Title IX of the Education Amendments of 1972 amended the Civil Rights Act of 1964 to ensure gender equity in federally funded education programs, stating that “No person in the United States shall, on the basis of sex, be excluded from participation in, be denied the benefits of, or be subjected to discrimination under any education program or activity receiving Federal financial assistance” (Title 20 U.S.C. Section 1681 (a)). Any such program may be denied future federal assistance if deemed noncompliant with the law, provided it is first given the opportunity to amend its policies accordingly (Title 20 U.S.C. Section 1682). If Yale is found by the OCR to be in violation of Title IX, the university must bring itself into compliance or risk losing all federal funding.
The thirty-page complaint details Yale’s discriminatory atmosphere and insufficient reactions in recent years to events both private and public. (Because the document itself has not been disclosed, all information of its contents comes from a press release issued by the group.) Among the incidents mentioned in the document are the 2005 theft by fraternity members of “Take Back the Night” T-shirts and the fall 2009 “Preseason Scouting Report” email rating the attractiveness of freshman women. Also included in the complaint are personal testimonies from both men and women about Yale’s failure to adequately respond to more private instances of assault, harassment, and stalking.
The complaint to OCR, which Zeavin said has been in development since November, comes in the wake of an incident last October in which Delta Kappa Epsilon pledges chanted violent and misogynistic slogans such as “No means yes, yes means anal” outside freshman dormitories as part of the fall rush process. As Yale began formulating its slow and tepid response to the DKE incident, various students began investigating what legal action they might take against the university. Yale’s efforts culminated in the recent distribution by Mary Miller, Dean of Yale College, of the Report of the Task Force on Sexual Misconduct Education and Prevention, which called for greater student education on sexual consent and assault and the development of clinical services for students accused of sexual misconduct; the students’ efforts culminated in the OCR complaint.

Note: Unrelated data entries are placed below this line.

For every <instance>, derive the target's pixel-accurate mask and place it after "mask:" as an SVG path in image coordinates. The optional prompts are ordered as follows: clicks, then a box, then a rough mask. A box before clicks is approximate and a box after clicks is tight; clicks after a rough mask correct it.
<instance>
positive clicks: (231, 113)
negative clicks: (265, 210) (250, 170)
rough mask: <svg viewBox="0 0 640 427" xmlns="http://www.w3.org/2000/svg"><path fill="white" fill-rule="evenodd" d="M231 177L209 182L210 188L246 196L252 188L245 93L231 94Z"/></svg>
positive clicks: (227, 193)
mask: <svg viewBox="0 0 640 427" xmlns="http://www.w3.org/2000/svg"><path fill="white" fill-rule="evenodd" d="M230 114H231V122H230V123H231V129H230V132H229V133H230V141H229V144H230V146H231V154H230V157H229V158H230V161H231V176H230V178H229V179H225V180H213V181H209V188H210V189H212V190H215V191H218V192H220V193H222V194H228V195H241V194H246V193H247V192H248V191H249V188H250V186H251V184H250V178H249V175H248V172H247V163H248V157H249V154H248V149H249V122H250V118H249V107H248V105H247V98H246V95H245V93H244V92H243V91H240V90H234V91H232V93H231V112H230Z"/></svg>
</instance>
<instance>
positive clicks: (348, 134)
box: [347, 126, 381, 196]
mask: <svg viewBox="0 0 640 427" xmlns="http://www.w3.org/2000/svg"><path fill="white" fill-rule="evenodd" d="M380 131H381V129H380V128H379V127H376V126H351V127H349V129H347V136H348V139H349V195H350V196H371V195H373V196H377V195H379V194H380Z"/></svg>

For the students behind the document, Yale’s conservative reaction to the DKE incident is both representative and symptomatic of a more general and deep-seated institutional failure. “The broad category [Yale] most needs to improve in is in providing prompt and appropriate disciplinary responses to both public and private acts of sexual harassment and assault. This would entail, among other reforms, an improvement in reporting structures that allow victims of sexual misconduct to receive adequate counseling that leaves all options, including legal action, open rather than the current opaque system that serves primarily to protect accused students,” said Brodsky. Both Brodsky and Zeavin noted that the idea of taking legal action against Yale has been raised repeatedly over the past few years, the DKE episode being only the latest in a long history of frustratingly mismanaged incidents of sexual inequity or assault on campus.
The nature and scope of change to result from the investigation remains to be seen, but in the interim, Zeavin explained, “one of two things can happen: either we can start working with Yale through OCR so that no complete investigation takes place, or OCR can do a ‘climate check,’ visiting the university and conducting interviews using our complaint as a guideline for investigating certain offices and protocols more specifically.”
If OCR finds Yale to be noncompliant with Title IX, the university will be required to institute broad and substantive reforms if it hopes to keep receiving federal funding. The threat is a serious one, but Brodsky insisted on the constructive aims of the complaint, saying, “[Defunding the university] clearly isn’t our goal; we aren’t looking to punish Yale for past actions, but the failure of previous efforts shows that we need outside support to instigate change.”
Samuel Huber is a sophomore at Yale College. He is a staff writer for Broad Recognition.